NUMERO : janv-fév 2008

Bien les connaître pour mieux les conseiller…


Représentativité du vignoble bio Français

Selon les chiffres 2006 publiés par l’Agence Bio, le vignoble bio français représente 18.809 ha pour 1.639 producteurs soit environ 2 % du vignoble. Les trois grandes régions sont le Languedoc- Roussillon (5.290 ha), La Provence Alpes Côte d’Azur (4.276 ha) et l’Aquitaine (2.806 ha). La viticulture biologique est une des fi lières qui connaît le plus de conversion. En effet, en 10 ans la surface en vigne biologique est passée d’environ 5.000 ha en 1995 à près de 19.000 en 2006. L’évolution entre 2005 et 2006 de +9 % semble prometteuse et montre l’engouement des viticulteurs à se reconvertir. Cependant, le vignoble bio français reste loin derrière l’Italie qui compte deux fois plus de surface (37.700 ha) et qui, avec les autres productions mondiales (Australie, Chili…) concurrencent de plus en plus le marché français.

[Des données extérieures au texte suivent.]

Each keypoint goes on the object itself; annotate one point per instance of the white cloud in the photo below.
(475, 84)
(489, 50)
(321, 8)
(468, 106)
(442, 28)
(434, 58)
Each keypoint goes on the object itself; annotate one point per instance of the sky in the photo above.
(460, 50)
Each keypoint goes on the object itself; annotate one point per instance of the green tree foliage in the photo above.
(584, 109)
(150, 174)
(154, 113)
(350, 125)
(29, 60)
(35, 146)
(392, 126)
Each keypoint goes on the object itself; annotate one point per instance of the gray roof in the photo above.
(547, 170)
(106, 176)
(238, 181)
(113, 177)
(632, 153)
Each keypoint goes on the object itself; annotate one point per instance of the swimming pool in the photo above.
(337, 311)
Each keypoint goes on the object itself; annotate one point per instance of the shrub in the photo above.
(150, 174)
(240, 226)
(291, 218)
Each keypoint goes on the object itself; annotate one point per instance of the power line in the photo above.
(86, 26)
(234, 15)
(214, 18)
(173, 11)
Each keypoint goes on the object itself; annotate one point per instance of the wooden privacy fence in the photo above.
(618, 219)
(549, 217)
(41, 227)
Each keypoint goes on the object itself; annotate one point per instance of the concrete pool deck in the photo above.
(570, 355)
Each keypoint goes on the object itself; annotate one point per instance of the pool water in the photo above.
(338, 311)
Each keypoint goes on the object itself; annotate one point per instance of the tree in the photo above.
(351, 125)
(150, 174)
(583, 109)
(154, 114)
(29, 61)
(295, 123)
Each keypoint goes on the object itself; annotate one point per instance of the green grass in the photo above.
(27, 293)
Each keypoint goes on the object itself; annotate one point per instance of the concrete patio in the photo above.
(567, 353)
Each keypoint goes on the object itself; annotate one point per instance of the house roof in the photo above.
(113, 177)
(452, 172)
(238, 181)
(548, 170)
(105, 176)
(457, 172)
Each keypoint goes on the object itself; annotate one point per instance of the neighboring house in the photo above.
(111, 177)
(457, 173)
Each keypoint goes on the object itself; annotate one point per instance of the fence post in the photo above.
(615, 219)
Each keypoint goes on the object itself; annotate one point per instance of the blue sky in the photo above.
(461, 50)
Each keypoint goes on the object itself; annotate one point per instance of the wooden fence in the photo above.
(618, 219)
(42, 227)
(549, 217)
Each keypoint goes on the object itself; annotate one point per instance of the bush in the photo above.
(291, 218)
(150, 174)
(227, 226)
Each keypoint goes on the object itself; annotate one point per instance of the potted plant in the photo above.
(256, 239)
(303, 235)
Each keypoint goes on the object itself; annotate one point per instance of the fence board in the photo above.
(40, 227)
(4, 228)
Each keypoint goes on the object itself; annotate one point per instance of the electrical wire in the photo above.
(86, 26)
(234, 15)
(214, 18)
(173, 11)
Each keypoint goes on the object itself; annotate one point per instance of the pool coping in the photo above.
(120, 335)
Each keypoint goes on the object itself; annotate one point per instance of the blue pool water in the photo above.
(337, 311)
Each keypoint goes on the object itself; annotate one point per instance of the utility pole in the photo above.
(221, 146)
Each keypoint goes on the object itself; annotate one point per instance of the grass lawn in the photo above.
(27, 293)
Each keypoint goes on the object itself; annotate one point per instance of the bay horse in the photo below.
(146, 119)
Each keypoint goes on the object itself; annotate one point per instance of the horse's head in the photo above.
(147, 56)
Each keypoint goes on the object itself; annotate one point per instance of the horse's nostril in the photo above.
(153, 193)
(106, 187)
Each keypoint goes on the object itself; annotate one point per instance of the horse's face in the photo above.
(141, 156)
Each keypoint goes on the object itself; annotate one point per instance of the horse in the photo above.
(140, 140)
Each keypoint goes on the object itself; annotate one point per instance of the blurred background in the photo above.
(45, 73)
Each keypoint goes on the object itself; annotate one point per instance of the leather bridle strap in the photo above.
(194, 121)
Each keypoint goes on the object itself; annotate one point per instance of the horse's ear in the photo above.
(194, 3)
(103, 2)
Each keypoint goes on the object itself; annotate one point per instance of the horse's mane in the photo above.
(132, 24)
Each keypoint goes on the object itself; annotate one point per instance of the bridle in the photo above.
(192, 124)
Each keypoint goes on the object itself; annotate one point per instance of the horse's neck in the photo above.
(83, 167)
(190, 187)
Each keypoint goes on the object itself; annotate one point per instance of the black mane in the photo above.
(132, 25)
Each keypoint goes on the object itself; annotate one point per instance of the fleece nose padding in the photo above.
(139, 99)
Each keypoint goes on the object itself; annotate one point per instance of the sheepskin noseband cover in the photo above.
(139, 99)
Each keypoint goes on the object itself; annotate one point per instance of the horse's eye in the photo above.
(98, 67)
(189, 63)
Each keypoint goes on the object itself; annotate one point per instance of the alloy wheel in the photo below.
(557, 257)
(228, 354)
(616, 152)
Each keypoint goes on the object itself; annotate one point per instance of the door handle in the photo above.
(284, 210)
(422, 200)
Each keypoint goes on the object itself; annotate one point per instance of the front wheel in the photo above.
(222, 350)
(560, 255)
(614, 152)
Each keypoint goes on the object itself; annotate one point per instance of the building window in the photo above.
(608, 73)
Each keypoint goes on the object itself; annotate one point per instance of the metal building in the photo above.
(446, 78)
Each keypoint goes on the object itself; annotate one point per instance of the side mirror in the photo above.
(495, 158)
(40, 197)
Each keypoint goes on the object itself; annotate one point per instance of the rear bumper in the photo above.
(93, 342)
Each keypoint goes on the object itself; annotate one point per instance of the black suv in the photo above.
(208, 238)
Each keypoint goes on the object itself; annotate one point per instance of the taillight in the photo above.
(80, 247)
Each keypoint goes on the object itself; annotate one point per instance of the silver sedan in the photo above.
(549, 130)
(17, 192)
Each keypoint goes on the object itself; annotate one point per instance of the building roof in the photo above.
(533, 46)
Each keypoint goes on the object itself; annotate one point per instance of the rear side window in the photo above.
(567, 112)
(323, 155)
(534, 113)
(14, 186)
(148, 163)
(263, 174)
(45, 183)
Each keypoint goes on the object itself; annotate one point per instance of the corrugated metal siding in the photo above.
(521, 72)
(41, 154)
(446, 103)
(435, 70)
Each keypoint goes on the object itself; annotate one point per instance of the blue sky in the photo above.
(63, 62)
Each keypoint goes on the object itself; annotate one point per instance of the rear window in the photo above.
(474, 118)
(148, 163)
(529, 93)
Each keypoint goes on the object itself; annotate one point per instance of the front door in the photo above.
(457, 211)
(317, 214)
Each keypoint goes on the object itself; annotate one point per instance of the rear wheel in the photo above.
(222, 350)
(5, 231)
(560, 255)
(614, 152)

Différence du bio à la culture et effet sur la qualité

Comme pour tous les produits issus de l’Agriculture Biologique, la viticulture bio doit respecter le règlement européen 2092/91 appliqué depuis 1991 qui établit les règles de production du raisin. L’utilisation de produits chimiques de synthèse (engrais, pesticides) et les OGM sont interdits.

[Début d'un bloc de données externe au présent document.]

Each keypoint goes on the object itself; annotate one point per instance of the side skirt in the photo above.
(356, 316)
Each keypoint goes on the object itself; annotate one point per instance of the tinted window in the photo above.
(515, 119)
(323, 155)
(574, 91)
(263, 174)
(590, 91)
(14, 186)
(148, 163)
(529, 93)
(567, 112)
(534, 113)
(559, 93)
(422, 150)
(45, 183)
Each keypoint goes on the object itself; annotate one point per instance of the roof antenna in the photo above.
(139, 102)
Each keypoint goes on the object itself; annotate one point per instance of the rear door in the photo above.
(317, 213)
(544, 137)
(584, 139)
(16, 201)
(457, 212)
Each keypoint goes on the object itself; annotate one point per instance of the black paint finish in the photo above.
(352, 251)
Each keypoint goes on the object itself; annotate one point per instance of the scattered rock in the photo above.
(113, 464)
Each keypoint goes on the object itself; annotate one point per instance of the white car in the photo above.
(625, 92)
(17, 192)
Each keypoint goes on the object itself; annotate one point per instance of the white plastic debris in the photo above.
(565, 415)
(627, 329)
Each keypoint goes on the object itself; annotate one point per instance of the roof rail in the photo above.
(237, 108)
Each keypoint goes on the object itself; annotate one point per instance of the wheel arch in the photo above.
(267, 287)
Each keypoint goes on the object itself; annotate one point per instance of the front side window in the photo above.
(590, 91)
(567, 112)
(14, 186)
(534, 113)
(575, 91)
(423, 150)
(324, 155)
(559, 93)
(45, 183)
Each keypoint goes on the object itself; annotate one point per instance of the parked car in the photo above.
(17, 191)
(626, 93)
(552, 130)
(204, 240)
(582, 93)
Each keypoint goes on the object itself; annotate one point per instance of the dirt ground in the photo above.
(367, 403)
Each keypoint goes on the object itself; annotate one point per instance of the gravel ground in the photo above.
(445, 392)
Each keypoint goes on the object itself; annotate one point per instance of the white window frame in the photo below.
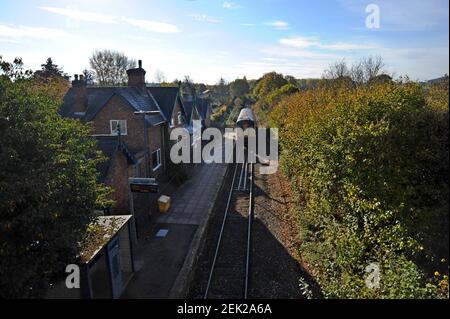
(123, 127)
(138, 169)
(158, 157)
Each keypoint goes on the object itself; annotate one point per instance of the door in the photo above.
(114, 266)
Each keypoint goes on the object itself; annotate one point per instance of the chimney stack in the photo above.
(136, 77)
(80, 94)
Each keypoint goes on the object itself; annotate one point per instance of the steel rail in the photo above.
(220, 235)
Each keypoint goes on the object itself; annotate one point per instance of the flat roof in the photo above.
(99, 233)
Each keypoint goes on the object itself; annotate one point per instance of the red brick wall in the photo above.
(117, 179)
(118, 109)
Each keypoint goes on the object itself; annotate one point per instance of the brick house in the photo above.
(120, 128)
(197, 108)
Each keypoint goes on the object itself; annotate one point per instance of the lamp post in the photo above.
(147, 170)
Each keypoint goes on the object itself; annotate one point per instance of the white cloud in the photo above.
(17, 32)
(342, 46)
(278, 24)
(299, 42)
(77, 15)
(230, 5)
(308, 42)
(206, 18)
(81, 15)
(152, 26)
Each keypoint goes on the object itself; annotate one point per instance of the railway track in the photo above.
(230, 268)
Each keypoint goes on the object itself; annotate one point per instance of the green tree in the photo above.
(50, 70)
(48, 183)
(239, 87)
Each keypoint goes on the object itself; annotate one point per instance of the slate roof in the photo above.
(109, 145)
(99, 96)
(166, 98)
(202, 107)
(188, 107)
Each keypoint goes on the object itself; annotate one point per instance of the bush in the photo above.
(369, 167)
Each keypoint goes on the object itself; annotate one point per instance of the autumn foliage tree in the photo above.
(48, 183)
(369, 170)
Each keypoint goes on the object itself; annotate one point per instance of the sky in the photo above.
(210, 39)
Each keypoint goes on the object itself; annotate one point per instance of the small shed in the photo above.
(106, 261)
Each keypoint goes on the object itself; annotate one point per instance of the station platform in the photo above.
(165, 253)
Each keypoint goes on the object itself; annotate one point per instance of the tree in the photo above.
(360, 72)
(239, 87)
(159, 77)
(88, 76)
(50, 70)
(110, 67)
(48, 184)
(187, 86)
(337, 70)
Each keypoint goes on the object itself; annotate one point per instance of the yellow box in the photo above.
(163, 203)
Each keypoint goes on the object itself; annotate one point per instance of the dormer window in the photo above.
(180, 119)
(114, 125)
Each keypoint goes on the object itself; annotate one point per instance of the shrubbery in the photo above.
(369, 167)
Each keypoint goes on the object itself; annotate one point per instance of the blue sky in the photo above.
(209, 39)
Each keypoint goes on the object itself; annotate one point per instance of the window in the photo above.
(139, 169)
(114, 127)
(180, 119)
(156, 159)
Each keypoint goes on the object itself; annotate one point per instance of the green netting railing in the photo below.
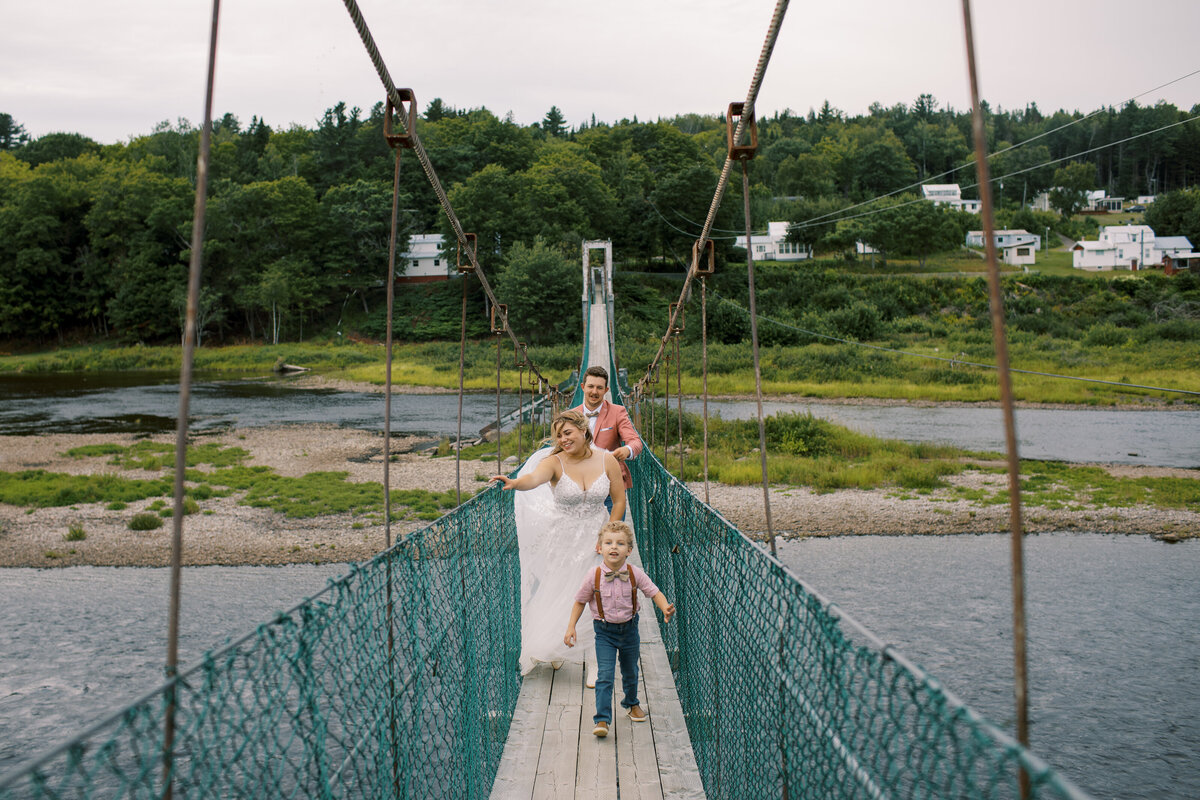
(400, 680)
(780, 701)
(322, 702)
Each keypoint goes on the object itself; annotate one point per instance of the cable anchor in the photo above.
(741, 151)
(408, 138)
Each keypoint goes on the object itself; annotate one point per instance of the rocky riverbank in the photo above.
(228, 533)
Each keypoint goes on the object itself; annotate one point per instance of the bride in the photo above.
(558, 515)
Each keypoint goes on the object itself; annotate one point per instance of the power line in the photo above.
(952, 361)
(1019, 172)
(999, 152)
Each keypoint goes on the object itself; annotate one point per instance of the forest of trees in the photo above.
(94, 238)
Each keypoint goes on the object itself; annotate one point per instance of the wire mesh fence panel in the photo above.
(781, 695)
(399, 680)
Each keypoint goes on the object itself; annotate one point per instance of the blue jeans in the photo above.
(616, 642)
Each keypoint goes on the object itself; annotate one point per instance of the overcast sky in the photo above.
(114, 68)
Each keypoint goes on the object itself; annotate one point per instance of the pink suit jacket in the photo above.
(613, 429)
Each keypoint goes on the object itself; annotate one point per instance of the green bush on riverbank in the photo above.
(309, 495)
(808, 451)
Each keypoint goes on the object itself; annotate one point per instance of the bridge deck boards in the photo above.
(551, 752)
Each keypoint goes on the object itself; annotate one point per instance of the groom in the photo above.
(612, 429)
(609, 422)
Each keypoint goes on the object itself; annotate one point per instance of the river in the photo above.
(1114, 702)
(1113, 636)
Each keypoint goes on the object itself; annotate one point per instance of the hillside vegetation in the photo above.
(94, 239)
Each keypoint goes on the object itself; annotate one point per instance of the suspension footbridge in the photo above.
(400, 679)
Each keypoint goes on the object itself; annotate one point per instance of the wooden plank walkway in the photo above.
(551, 751)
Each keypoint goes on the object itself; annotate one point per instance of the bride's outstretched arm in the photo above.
(545, 471)
(616, 487)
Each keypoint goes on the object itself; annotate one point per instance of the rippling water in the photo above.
(1114, 641)
(79, 643)
(149, 403)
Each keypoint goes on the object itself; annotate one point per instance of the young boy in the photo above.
(612, 593)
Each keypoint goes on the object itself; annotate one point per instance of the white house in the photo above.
(1099, 200)
(1019, 254)
(773, 246)
(1017, 236)
(1096, 200)
(424, 259)
(949, 194)
(1126, 247)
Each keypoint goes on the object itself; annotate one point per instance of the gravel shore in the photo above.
(228, 533)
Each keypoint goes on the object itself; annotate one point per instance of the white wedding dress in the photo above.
(557, 533)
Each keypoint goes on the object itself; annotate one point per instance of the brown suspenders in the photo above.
(633, 590)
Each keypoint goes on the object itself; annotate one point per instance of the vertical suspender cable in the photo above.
(462, 359)
(520, 403)
(757, 368)
(185, 396)
(499, 455)
(679, 403)
(666, 408)
(387, 475)
(387, 383)
(1006, 395)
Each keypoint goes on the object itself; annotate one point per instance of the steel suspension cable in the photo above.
(1006, 395)
(387, 465)
(953, 361)
(703, 367)
(757, 366)
(185, 396)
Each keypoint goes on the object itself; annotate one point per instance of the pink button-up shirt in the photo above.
(615, 595)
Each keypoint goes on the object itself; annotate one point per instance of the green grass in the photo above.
(145, 521)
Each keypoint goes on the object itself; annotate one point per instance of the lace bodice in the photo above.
(575, 501)
(556, 535)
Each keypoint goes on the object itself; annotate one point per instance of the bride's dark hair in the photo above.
(575, 417)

• «Nourrir le sol pour nourrir la plante» Sur le plan agronomique, le viticulteur doit respecter son sol afi n de maintenir ou optimiser sa fertilité. Rappelons que l’adage en bio est : « Nourrir le sol pour nourrir la plante ». La fertilisation a donc son importance et la maîtrise du compostage est essentiel pour obtenir de bon résultat. La fertilisation est faite par des engrais organiques transformés par les êtres vivants du sol afi n d’être progressivement absorbés par la vigne. En conventionnel, les engrais ont une action directe sur la plantes. A contrario en bio, le développement racinaire est primordial. Certaines racines puisent leurs éléments nutritifs jusqu’à plusieurs mètres de profondeur. Pour corriger certaines carences du sol, des engrais minéraux (calcaire naturel, poudre d’os, oligo-éléments…) peuvent être rajoutés. Concernant le travail du sol, l’objectif est qu’il soit aéré pour faciliter le travail des vers de terre, pour laisser passer l’eau et pour que les racines ne soient pas compressées. Ainsi, la plante se nourrit et se désaltère sans puiser dans ses réserves et garde ainsi tout son potentiel d’acidité. Rappelons que l’acidité est à la fois le support pour les arômes et un élément important dans conservation du vin. Un bon équilibre entre acidité et taux de sucre aura des effets sur l’utilisation de conservateur comme le SO2. Côté désherbage, les procédés sont manuels, mécaniques ou thermiques et ont des conséquences directes sur les rendements et l’équilibre des sols.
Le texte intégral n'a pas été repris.